Le liste elettorali, con l’elenco dei candidati, vanno presentate entro il 22 agosto. Per prendere parte alla competizione elettorale, i partiti devono convalidare il simbolo (che sarà presente sulla scheda elettorale) raccogliendo le firme. Ne servono circa 56mila. Tantissime, soprattutto in questa brevissima campagna elettorale, quando la gente è in vacanza e il tempo è poco. Molto più facile per i partiti che hanno partecipato a un’elezione precedente e hanno il simbolo già convalidato.

Il numero delle firme dipende dal numero di collegi plurinominali disegnati nella legge elettorale, diminuiti con il taglio del numero dei parlamentari. Sono necessarie 1.500 firme per ogni collegio. Ma con le elezioni anticipate rispetto alla normale scadenza della legislatura, la legge prevede che il numero delle firme richieste sia dimezzato: per presentarsi alle prossime elezioni, quindi, ogni partito che non ha un simbolo convalidato deve presentare 36.750 firme per la Camera e 19.500 per il Senato.

La norma

Come emerge da un confronto con gli altri paesi di dimensioni simili all’Italia effettuato da Public Policy, l’ammontare di firme richieste a chi vuole correre alle elezioni italiane è totalmente sproporzionato rispetto a quello necessario in altri paesi di dimensioni simili. In Francia non servono proprio, mentre nel Regno Unito ne bastano appena seimila.

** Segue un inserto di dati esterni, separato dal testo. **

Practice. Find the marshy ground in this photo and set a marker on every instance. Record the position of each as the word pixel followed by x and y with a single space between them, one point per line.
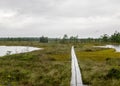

Ma la raccolta firme è un’incombenza gravosa, e già ad aprile 2017, nelle disposizioni transitorie della legge che introduceva il Rosatellum, la legge elettorale attualmente in vigore, è stata prevista una deroga per tutti i partiti costituiti prima del 15 di quel mese e rappresentati in almeno una Camera. Una disposizione che ha messo in salvo tutti i partiti presenti in parlamento nella XVII legislatura: Partito democratico, Movimento 5 stelle, Forza Italia, Lega e Fratelli d’Italia. Le uniche liste in grado di presentarsi alle elezioni del 2018 grazie alle firme raccolte sono state Potere al popolo e CasaPound.

A salvare tanti dei partiti che si sono formati nella XVIII legislatura in vista delle nuove elezioni è stato invece un altro emendamento, firmato da +Europa, al decreto Elezioni approvato lo scorso giugno. Il testo prevede che l’esonero venga esteso anche a chi si è costituito prima del 31 dicembre 2021, a chi abbia presentato candidature alle ultime elezioni in almeno due terzi delle circoscrizioni e abbia ottenuto almeno un seggio al proporzionale e ancora a chi abbia concorso ai voti raccolti alla coalizione di appartenenza con almeno l’un per cento del totale.

Le regole descrivono casi molto specifici ed estendono l’esonero quasi a tutte le forze del parlamento uscente: Leu, Italia viva e Coraggio Italia rientrano nella prima categoria, +Europa-Centro democratico nella seconda e Noi con l’Italia nella terza.

Le eccezioni

Chi non ha avuto modo di rientrare nella deroga dell’esonero per un motivo o per un altro ora è in difficoltà. Il tempo per raccogliere le firme è pochissimo e agosto non è sicuramente il mese più favorevole.

Di qui la richiesta avanzata da una serie di formazioni, guidate da Rifondazione comunista di Maurizio Acerbo e da Marco Cappato dell’associazione Luca Coscioni, che vuole lanciare la sua lista al voto: utilizzare lo Spid, la password unica della pubblica amministrazione, per poter procedere con la raccolta firme digitale. Alla richiesta si sono associate altre formazioni, ma per ora né il governo né la presidenza della Repubblica hanno preso posizione.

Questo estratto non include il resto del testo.